Vora: So what cautionary advice would you give reporters in the future to avoid this kind of blindness?
Starkman: That’s a good question. And the way I’d answer it is that it’s really having worked in this milieu — I was at The Wall Street Journal for eight years and The Washington Post for a year — at least in those environments, it’s surprising the degree to which reporters don’t really have that much say in what they do. This is, as we say in the piece, an editorial leadership question. And news ownership. It’s hard to describe, you have to have been there to know the degree to which senior editorial leadership sets the tone for what is and isn’t a news story and a business story. And it’s a highly subjective question. And there’s no question in my mind that news organizations, starting from the top, internalized this general zeitgeist of anti-regulation, that accountability-oriented journalism became out of favor and that a more, I guess you could call it conventional business journalism, began to not only dominate, which it always did, but it squeezed out any kind of investigative impulse these organizations had. So investigations were out and scoops and deals and personality profiles and other stuff not only dominated, but basically took over the entire output of these organizations and that’s a leadership question. It has nothing to do with reporters.

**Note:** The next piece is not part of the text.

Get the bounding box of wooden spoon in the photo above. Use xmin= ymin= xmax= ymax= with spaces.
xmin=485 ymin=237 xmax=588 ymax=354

Vora: Were there any observations or conclusions that got left out of the story?
Starkman: If anything, my attitude was hardened. We read so much and were in it for so long, that you kind of lose perspective. And sometimes you can’t believe what you’re seeing or not seeing. But what was really remarkable was — we called the story “Power Problem” and the subhead was something like “The Business Press Did Everything But Take on the Institutions That Caused the Financial Crisis” — and that was the thing that really stunned me. There’s almost no capacity in this field of business journalism to turn their resources, which are considerable, and their expertise, which is also considerable, and skills, again, these are very talented, top-minded people, but there’s almost no culture of turning all this on individual institutions that happen to be doing the wrong thing. The concept that an institution that you’re covering, even a mainstream brand-name institution like Ameriquest or Citicorp, could actually become corrupt in its basic business practices, was almost beyond the ken, beyond the ability of these organizations to understand. And the idea that the entire industry could go rogue, I think that these organizations are culturally incapable of understanding or absorbing that fact. And I think it’s because of the depleted investigative culture and I think that’s where things went off the rails.
So no, I guess I didn’t leave anything out. I would say, if anything, the more you think about it, the more this needs to be addressed, because if journalism has any function whatsoever, it’s to hold powerful institutions and individuals accountable for what they do. And that main job, the main function, just wasn’t done.